An experiment is considered an outlier if its final bacteria count, is more than two standard deviations from the mean of all experiments’ final counts. You can use the function get_mean()
and get_std()
from the previous exercise to calculate the mean and standard deviation.
Therefore, you should write a function that examines data
and returns
a numpy array with the experiment index (the number in the filename) of the outlier experiments.

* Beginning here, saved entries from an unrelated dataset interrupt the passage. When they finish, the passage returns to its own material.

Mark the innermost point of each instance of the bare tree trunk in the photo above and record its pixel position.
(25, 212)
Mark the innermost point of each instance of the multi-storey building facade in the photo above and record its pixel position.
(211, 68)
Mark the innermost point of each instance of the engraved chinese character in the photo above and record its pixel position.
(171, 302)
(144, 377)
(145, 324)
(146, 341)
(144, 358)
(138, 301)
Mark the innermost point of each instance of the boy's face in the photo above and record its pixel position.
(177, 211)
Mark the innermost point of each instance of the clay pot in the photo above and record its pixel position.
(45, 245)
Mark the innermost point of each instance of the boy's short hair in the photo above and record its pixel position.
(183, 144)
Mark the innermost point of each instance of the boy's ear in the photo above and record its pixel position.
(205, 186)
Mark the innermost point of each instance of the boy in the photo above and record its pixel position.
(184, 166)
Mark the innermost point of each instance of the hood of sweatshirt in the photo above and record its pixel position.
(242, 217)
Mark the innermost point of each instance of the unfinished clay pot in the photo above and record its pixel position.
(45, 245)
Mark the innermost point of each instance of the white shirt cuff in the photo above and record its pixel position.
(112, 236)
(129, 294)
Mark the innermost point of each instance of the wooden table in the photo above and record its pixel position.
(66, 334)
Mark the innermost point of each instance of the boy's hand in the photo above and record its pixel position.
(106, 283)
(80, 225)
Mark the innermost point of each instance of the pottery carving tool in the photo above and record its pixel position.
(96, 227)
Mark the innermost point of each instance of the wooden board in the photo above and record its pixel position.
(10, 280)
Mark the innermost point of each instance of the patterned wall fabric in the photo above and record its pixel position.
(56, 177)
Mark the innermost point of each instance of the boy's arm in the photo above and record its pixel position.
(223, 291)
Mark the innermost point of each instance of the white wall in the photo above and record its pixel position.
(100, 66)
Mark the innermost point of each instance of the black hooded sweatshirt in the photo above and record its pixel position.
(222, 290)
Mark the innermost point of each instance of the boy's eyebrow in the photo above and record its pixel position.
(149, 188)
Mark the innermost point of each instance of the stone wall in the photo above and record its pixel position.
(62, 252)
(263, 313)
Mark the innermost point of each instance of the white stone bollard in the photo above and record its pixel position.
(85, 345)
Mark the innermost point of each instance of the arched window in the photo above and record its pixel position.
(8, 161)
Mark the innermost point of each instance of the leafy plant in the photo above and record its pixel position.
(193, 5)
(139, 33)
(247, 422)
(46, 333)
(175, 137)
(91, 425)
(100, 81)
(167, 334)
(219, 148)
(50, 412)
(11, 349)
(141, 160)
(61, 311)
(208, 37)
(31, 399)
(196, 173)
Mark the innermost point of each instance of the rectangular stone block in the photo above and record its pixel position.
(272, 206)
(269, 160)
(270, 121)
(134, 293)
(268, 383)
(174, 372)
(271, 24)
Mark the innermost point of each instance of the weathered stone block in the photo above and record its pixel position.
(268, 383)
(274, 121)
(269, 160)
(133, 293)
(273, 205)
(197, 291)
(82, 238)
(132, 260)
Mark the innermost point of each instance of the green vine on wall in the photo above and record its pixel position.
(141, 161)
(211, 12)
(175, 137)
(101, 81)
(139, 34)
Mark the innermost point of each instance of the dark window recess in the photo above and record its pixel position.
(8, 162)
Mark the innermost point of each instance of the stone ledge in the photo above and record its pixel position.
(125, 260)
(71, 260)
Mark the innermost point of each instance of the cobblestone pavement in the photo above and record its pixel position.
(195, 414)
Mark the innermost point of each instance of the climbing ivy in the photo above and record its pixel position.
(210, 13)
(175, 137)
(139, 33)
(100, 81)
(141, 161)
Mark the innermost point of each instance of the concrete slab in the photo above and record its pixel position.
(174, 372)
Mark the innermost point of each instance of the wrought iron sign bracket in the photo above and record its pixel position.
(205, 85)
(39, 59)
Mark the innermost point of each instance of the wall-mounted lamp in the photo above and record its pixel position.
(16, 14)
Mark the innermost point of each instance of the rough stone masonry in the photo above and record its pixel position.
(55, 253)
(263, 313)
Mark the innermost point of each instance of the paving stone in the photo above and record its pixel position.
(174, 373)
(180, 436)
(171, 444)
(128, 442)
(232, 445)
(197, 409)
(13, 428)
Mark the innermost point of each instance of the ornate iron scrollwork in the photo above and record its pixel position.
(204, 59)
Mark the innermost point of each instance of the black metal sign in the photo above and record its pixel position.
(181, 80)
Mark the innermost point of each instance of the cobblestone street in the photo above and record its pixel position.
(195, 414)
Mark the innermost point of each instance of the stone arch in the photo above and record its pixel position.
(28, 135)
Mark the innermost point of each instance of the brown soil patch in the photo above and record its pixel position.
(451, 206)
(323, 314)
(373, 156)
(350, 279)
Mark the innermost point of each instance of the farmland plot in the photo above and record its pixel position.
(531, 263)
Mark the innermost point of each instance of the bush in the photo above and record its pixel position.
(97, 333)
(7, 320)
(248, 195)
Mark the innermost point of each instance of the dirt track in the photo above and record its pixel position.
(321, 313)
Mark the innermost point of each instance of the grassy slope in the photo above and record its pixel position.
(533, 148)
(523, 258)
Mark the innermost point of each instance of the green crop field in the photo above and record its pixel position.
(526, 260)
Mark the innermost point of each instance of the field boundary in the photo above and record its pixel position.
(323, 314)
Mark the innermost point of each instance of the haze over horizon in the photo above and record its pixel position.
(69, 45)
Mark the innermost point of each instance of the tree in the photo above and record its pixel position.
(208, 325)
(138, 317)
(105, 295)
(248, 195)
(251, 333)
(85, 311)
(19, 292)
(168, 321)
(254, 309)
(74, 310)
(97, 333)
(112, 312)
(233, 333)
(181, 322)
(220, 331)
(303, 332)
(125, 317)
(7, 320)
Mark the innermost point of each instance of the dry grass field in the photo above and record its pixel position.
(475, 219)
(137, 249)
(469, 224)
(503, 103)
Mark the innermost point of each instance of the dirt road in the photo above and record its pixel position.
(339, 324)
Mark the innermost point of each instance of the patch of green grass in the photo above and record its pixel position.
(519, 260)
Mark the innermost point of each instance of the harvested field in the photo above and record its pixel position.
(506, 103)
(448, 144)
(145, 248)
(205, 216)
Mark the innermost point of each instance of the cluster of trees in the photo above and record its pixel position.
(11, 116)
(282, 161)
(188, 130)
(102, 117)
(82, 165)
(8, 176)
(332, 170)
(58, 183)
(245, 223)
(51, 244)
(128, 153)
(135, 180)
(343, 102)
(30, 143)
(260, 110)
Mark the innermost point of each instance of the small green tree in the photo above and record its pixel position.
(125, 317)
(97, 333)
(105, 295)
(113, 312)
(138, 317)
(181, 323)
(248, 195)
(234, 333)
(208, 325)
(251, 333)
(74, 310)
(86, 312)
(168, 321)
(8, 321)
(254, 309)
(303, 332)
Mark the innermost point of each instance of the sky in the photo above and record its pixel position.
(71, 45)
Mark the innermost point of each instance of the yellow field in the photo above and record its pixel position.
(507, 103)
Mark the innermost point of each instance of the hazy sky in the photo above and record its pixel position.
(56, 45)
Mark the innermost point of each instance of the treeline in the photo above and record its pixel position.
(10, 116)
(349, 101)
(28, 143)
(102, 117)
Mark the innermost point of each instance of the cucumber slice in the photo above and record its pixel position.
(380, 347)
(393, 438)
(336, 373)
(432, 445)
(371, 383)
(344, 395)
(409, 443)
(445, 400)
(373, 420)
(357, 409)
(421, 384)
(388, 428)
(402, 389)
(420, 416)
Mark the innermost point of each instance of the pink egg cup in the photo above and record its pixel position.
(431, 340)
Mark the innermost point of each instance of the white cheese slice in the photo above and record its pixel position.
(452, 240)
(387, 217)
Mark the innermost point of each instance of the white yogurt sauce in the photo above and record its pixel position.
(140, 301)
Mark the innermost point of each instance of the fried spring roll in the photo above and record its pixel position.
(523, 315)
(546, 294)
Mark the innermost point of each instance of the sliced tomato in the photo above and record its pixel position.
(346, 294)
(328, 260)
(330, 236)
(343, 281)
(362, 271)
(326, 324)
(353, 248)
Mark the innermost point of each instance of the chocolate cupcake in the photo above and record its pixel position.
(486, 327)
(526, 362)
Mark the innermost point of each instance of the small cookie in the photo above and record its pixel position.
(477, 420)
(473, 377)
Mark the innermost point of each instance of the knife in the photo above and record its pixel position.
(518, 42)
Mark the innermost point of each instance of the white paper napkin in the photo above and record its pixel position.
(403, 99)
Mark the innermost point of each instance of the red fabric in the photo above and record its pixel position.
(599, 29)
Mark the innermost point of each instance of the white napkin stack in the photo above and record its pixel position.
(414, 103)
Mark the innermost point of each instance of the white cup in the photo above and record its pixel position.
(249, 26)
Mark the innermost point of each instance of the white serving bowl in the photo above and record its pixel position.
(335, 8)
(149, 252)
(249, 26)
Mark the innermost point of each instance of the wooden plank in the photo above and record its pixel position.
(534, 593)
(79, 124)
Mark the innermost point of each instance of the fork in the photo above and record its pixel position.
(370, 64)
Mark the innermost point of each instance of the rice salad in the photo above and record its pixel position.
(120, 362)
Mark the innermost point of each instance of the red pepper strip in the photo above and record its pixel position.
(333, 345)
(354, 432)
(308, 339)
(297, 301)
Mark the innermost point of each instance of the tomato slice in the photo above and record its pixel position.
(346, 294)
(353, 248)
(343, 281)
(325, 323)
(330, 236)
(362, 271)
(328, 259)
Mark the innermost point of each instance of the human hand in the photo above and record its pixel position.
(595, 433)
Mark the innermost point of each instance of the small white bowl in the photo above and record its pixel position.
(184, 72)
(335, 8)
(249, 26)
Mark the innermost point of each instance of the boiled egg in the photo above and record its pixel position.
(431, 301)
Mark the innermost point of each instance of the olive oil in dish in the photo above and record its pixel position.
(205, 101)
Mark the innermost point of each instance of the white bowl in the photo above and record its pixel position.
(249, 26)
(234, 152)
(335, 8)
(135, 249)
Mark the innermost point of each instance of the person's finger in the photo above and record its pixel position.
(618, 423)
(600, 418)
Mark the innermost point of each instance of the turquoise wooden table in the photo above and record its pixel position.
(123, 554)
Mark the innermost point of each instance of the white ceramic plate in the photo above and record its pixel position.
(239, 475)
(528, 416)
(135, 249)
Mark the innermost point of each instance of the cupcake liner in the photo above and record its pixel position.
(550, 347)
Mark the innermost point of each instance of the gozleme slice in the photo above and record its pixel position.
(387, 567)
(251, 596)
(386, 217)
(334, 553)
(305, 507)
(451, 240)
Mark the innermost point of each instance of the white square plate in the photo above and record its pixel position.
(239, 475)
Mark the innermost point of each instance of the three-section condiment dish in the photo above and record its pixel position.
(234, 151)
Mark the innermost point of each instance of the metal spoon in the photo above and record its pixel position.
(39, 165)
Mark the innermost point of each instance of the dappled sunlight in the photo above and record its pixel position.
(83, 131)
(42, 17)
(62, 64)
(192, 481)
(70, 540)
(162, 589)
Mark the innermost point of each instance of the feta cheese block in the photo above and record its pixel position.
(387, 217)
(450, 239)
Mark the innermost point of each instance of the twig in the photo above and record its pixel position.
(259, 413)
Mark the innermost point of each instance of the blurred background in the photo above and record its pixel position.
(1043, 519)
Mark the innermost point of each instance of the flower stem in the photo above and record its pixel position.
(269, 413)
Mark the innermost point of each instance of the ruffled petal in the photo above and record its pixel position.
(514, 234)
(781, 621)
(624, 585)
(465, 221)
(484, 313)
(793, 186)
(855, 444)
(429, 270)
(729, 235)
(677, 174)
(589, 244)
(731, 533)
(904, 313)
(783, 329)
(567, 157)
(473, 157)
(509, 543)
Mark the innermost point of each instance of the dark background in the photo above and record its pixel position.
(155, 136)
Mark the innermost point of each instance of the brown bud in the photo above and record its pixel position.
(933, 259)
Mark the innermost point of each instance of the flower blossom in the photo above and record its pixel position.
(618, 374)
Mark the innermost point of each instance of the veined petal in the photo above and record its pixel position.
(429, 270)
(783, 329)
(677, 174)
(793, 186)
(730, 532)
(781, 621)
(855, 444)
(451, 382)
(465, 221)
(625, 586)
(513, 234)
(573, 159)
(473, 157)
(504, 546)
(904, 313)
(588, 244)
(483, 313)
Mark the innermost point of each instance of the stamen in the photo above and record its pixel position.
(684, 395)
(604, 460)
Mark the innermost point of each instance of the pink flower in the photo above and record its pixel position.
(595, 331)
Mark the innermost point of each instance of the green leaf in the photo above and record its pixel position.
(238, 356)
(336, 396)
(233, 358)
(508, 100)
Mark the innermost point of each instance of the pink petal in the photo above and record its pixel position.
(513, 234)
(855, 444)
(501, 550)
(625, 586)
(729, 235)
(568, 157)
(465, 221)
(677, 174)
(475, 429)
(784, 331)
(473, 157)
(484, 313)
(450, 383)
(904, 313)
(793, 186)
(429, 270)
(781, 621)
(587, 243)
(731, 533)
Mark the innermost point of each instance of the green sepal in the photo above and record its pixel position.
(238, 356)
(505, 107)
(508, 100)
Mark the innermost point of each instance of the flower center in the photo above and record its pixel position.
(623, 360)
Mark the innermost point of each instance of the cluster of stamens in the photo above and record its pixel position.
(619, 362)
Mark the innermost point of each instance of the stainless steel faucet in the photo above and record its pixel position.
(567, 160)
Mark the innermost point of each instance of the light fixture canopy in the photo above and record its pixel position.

The function should be able to handle data
of any size, that is any number of experiments and any number of time-steps.
You can use np.where
to convert from a boolean array to an array of indices.
Add your function to the file cp/ex11/outliers.py
to be able to test and hand-in your solution.
- cp.ex11.outliers.outliers(data)#
Return the outliers of a dataset.
- Parameters
data (
ndarray
) – The data to search.- Return type
ndarray
- Returns
The outliers of the data.
Exercise 11.10 Image Area#
Here is an image of the bacteria, located in cp/ex11/files/bacteria.npy
We want to calculate how much of the image is covered by bacteria. We consider only pixels with a value over 100 to be bacteria.
(Source code
, png
, hires.png
, pdf
)
![../_images/ex11-3.png](../_images/ex11-3.png)
Hint
Apply a threshold of 100 to create a binary image consisting of ones and zeros, determined by pixel intensity. By computing the mean of this binary image, you can calculate the fraction of the image occupied by bacteria (where pixel intensity is greater than 100)
Add your function to the file cp/ex11/bacterial_area.py
to be able to test and hand-in your solution.
- cp.ex11.bacterial_area.bacterial_area(npy_path)#
Calculate the fraction of the image where pixel intensities are greater than 100.
Parameters: :type npy_path:
str
:param npy_path: Path to the image data file in NumPy format. :rtype:float
:return: The fraction of area in an image where there are bacteria.